• Resûlullah “sallallahü aleyhi ve sellem” Mekkeden hicret edince, Ukbe bin Mu’ayt şu ma’nâda iki beyt söyledi: “Ey Kusvâya binip bizden ayrılan kimse! Az sonra beni atımın üzerinde yanında göreceksin. Mızrağımı size kaldırıp kanınızla ıslatacağım. Kılıcım da sizi parçalayacakdır.”
Resûlullah “sallallahü aleyhi ve sellem” bu beytleri işitince: “Yâ Rabbî! Onu burnunun üzerine düşür, sar’a hastalığı ver” diye beddüâ etdi. Bedr gazâsında atı huysuzluk yapdı. Eshâbdan biri onu esîr alıp, Resûlullahın “sallallahü aleyhi ve sellem” huzûruna getirdi. Boynunun vurulmasını emr buyurdular.

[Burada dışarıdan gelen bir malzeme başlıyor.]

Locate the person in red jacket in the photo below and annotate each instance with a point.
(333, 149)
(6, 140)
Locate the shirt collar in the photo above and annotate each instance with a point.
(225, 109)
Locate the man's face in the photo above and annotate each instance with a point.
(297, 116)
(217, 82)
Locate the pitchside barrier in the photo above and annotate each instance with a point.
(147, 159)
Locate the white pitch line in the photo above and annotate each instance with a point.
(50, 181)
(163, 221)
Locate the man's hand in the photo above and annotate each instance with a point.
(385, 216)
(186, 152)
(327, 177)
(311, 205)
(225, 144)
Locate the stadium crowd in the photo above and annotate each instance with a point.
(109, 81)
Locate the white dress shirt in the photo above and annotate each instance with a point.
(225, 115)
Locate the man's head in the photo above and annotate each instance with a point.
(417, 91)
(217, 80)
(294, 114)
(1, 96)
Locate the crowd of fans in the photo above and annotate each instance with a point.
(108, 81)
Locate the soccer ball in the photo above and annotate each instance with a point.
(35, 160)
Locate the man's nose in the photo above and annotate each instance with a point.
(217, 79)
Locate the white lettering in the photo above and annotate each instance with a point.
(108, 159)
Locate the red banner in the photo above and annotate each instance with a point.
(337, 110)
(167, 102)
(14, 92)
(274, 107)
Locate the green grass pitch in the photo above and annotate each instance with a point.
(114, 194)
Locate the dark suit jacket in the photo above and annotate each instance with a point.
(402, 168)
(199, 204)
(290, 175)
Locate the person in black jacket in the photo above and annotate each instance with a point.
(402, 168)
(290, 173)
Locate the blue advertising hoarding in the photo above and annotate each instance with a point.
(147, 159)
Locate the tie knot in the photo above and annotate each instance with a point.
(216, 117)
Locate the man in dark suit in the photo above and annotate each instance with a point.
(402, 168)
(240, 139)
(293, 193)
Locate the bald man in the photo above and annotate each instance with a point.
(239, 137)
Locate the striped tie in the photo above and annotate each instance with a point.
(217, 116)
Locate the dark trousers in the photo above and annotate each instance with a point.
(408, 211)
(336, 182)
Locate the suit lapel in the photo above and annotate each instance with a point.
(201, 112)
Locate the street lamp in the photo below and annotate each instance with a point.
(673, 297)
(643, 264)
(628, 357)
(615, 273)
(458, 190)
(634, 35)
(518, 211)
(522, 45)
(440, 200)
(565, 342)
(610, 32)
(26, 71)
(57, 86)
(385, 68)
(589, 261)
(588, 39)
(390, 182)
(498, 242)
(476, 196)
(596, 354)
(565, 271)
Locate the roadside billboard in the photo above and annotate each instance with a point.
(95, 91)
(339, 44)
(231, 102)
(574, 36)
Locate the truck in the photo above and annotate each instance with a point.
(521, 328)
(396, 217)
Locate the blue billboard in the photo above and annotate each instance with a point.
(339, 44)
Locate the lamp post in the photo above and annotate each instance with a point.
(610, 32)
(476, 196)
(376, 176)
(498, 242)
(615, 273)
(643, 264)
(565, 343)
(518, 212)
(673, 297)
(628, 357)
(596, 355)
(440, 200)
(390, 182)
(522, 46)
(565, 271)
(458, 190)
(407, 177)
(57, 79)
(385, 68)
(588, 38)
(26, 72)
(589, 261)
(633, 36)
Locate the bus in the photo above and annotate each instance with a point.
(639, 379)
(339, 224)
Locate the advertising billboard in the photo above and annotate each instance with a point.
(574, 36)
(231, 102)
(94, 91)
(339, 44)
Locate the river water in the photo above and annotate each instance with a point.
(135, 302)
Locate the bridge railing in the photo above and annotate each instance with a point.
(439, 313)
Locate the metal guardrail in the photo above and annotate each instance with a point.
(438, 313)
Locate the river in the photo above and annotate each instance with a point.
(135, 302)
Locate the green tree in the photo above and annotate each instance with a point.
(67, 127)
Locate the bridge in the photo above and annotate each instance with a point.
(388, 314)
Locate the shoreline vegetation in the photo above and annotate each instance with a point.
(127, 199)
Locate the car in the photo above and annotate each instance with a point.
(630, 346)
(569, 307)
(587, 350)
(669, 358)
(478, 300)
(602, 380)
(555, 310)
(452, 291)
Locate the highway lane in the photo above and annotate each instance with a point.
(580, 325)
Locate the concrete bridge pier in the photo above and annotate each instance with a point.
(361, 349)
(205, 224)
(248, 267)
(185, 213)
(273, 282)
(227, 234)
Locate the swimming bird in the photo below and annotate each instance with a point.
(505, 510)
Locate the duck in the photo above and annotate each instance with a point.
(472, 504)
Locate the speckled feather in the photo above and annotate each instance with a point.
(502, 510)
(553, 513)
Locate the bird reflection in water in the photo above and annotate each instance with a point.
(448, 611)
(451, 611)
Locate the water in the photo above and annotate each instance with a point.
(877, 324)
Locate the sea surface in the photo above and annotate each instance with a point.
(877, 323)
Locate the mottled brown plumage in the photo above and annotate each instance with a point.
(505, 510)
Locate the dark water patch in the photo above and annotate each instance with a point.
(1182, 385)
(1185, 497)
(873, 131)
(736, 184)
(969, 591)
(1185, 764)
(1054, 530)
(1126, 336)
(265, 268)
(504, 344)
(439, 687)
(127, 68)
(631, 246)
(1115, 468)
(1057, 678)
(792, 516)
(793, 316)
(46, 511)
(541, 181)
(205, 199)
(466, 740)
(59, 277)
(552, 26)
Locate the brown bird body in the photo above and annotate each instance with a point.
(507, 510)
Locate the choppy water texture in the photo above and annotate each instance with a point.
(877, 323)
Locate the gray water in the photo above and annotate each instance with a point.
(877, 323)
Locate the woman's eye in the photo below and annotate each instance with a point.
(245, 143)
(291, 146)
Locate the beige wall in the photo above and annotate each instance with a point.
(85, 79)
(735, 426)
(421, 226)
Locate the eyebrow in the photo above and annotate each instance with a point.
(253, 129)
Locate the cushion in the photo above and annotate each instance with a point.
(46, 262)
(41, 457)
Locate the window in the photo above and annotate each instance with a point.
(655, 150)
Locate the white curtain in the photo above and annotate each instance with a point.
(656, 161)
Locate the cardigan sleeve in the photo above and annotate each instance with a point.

• Resûlullah “sallallahü aleyhi ve sellem”, Bedr gazâsına Eshâb-ı Tâlüt adedince, ya’nî üçyüzonüç sahâbî ile çıkdı. [Eshâb-ı Bedrin ismleri, (Câliyet-ül-ekdâr) kitâbında vardır. Bu kitâb, Hakîkat Kitâbevi tarafından basdırılmışdır.] Onlar için şöyle düâ etdi. “Allahım onlar yalın ayakdır, onların gitmelerine yardım eyle. Elbiseleri yokdur, onları giydir. Açdırlar, onları doyur.” Onlardan hiç biri, ganîmete kavuşmadan dönmedi. Hepsinin karınları tok olarak, elbiseleri ile ve birer ikişer deveye sâhip olarak döndüler.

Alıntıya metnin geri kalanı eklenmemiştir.